Quick “input readiness” checklist (run before trusting results)

Try the checker

Ready to test the process? Follow this simple workflow in DocketMath:

Upload the spreadsheet, review the warnings, and then run the calculation once the inputs are clean: Try the checker.

If an assumption is uncertain, document it alongside the calculation so the result can be re-run later.

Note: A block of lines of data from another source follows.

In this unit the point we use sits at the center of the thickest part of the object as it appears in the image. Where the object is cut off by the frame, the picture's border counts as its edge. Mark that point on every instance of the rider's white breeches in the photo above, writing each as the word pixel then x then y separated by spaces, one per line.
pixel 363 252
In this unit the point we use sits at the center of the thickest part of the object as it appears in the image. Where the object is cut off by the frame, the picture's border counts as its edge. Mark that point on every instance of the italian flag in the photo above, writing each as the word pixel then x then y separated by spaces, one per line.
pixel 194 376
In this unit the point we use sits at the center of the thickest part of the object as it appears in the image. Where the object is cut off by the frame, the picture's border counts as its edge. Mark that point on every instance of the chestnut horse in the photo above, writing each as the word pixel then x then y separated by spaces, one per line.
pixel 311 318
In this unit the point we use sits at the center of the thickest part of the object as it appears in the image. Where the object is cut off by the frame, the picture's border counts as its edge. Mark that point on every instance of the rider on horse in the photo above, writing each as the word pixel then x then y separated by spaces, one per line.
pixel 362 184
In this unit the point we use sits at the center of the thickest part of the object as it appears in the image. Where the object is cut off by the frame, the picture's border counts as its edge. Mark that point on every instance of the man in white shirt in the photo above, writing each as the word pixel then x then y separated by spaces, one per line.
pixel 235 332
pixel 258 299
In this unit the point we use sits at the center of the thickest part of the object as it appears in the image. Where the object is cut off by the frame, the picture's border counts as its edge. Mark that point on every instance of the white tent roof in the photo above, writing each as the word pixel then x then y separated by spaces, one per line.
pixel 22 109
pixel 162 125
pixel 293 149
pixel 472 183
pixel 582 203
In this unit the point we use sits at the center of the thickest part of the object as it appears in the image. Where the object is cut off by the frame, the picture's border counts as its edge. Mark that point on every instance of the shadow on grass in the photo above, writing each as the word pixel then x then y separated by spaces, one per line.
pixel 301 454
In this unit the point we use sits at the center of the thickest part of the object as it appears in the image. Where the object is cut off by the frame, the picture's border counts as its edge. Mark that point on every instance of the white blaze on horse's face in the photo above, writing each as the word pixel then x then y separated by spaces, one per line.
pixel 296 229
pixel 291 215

Recommended workflow (US-TN)

  1. Open the tool
    • Use the primary CTA to go to the calculator page: /tools/alimony-child-support
  2. Paste or enter your spreadsheet values
    • Keep each variable aligned with how you calculated it in your spreadsheet (don’t mix gross/net assumptions).
  3. Run the spreadsheet checks
    • Fix validation issues before reviewing the results.
  4. Re-check after each fix
    • Update one input at a time (for example, income frequency or one key date), then rerun.

How outputs typically change when a checker finds problems

If you fix…The calculator output may change because…What you might notice
A date format errorTimeline math shiftsMonthly total or proration changes
Income entered with wrong frequencyScaling changesTotals jump (~12×) or drop accordingly
A numeric field stored as textCalculation previously failed or defaultedOutput becomes nonzero or stabilizes
A missing income componentBaseline income is incompleteSupport amount increases to reflect the added item

Warning: A checker can’t fully “repair” logical inconsistencies across worksheets. For example, if one part of your spreadsheet uses net income assumptions while another uses gross, the checker may not catch the modeling mismatch—your underlying data model still needs to be consistent.